There were SO MANY factors that weighed in to this decision, but here are the Cliff’s Notes.

You only live once. (At least I think!)
Call it a gut feeling or intuition or mommy guilt that won’t quit, but I could not shake the feeling that I’m missing the best part of my life. I like my job and find it fulfilling, but I’ve always wanted to be a mom. I’ve tried the “have it all” path and have found myself stretched very thin the past five months that I’ve been working full-time.
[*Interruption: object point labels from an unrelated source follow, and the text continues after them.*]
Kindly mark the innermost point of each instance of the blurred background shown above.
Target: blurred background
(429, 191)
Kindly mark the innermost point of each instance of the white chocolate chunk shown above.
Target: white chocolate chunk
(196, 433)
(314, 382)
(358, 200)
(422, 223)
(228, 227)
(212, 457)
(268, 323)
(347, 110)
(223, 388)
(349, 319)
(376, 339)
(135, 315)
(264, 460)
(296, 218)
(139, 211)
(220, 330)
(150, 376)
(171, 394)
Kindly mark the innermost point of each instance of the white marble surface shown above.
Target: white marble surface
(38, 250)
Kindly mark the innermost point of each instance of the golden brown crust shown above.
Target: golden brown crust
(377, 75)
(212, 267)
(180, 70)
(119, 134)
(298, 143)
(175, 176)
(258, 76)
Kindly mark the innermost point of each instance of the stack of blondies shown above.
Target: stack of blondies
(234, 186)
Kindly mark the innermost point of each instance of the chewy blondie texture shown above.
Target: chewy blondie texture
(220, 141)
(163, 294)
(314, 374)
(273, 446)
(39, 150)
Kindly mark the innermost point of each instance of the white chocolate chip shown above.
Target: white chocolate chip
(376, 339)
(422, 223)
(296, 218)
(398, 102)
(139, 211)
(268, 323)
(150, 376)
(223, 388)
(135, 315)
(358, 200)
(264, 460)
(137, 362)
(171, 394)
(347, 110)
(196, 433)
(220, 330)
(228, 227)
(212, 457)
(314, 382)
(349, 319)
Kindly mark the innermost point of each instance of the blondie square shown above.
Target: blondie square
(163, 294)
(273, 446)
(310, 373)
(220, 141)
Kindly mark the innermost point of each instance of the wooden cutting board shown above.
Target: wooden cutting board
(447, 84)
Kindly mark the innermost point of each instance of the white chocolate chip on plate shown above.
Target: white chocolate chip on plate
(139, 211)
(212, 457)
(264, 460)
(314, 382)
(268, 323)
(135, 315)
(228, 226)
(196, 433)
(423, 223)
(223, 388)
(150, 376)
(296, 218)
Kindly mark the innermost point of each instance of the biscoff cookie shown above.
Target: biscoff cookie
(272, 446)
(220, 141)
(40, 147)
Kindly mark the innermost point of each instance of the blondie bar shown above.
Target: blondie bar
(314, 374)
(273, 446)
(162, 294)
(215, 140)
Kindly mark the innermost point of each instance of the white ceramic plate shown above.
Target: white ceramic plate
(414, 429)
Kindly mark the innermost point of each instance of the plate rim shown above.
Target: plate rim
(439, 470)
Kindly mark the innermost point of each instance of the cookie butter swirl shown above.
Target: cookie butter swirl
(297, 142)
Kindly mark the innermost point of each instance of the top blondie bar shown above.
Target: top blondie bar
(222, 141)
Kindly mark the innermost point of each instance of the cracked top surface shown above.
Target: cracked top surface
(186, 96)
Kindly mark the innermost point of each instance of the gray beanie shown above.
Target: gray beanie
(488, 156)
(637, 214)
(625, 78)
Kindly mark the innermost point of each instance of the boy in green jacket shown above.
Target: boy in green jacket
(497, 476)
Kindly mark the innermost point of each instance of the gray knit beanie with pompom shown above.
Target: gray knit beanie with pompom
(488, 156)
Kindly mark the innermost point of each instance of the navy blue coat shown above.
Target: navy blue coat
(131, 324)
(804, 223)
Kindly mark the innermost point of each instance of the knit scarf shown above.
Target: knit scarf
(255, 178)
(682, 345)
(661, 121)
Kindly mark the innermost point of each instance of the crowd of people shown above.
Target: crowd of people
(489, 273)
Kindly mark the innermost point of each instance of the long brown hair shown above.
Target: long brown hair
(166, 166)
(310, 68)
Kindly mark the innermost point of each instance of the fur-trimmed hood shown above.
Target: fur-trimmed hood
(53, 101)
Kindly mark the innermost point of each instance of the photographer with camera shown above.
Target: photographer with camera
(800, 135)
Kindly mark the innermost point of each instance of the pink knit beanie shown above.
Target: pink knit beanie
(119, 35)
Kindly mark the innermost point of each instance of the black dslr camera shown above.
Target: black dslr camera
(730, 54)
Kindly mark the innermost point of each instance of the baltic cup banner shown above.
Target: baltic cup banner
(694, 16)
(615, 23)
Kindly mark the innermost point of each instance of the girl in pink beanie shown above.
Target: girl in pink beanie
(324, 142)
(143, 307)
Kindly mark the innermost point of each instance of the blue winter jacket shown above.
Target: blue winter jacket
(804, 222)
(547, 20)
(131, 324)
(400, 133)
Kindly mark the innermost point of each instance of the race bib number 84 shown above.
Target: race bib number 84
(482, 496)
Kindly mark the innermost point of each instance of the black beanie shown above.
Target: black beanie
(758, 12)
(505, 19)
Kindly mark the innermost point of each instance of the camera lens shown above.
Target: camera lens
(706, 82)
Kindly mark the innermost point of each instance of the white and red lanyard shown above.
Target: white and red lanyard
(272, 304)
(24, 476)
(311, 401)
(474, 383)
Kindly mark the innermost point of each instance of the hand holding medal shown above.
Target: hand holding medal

I really want to be as present as possible when my kids are young. I’m taking the approach that I only get to go around this crazy world one time. I know I won’t regret time spent with my family during these precious early years.

Childcare is $$$.
Right now my saint of a mother-in-law watches the baby. She loves her to death and they have developed such a special bond. But guys, my baby is crazy. Like never ever stops moving/climbing/exploring. As she gets ready to walk, we all see the inevitable challenges this will pose for my mother-in-law, who is in her mid-60s. And if we’re lucky enough to have another child, there is no way she could (or should entertain the idea of) watching more than one of these crazy kiddos all day long. She deserves to be a Nonna who gets to have all the fun and not the day-to-day dirty work. We did our research on daycare and nannies, but in the DC ‘burbs, prices are crazy and you also have to factor in waitlists. At the end of the day, it just wasn’t right for us.

We can (barely) afford it.
We’re not rich, people. But we are closing in on our mid-thirties and we have both worked hard for the last 10 years. We’ve been able to save and we’re very lucky to have a good safety net from our families if times get tough. We’re the responsible type, so we met with our financial planner to make sure this was something we could swing for a few years, with the eventual plan of me going back to work at some point. That being said, this will be a major lifestyle change, especially for me. I’m the spender and I’m going to need to cool my jets. No more Mini Boden shopping sprees for Zuzu!

I value my sanity.
This decision wasn’t only about Zuzu. I caught a glimpse of myself in the mirror recently and was frightened at what I saw. Moms are so hard on themselves and I’m no exception. I’ve been so stressed about trying to do EVERYTHING and do it well that I’m not enjoying the precious time that I have with my sweet, growing daughter. If mama isn’t sane, it isn’t good for anyone else.

Because this is a sensitive subject, I want to make sure I say this: Every family is different and all parents are faced with tough decisions when it comes to raising their kids. I have SO MUCH respect for working moms and dads and moms and dads who choose to stay home. I firmly believe that there isn’t a right way, just a right choice for each individual family.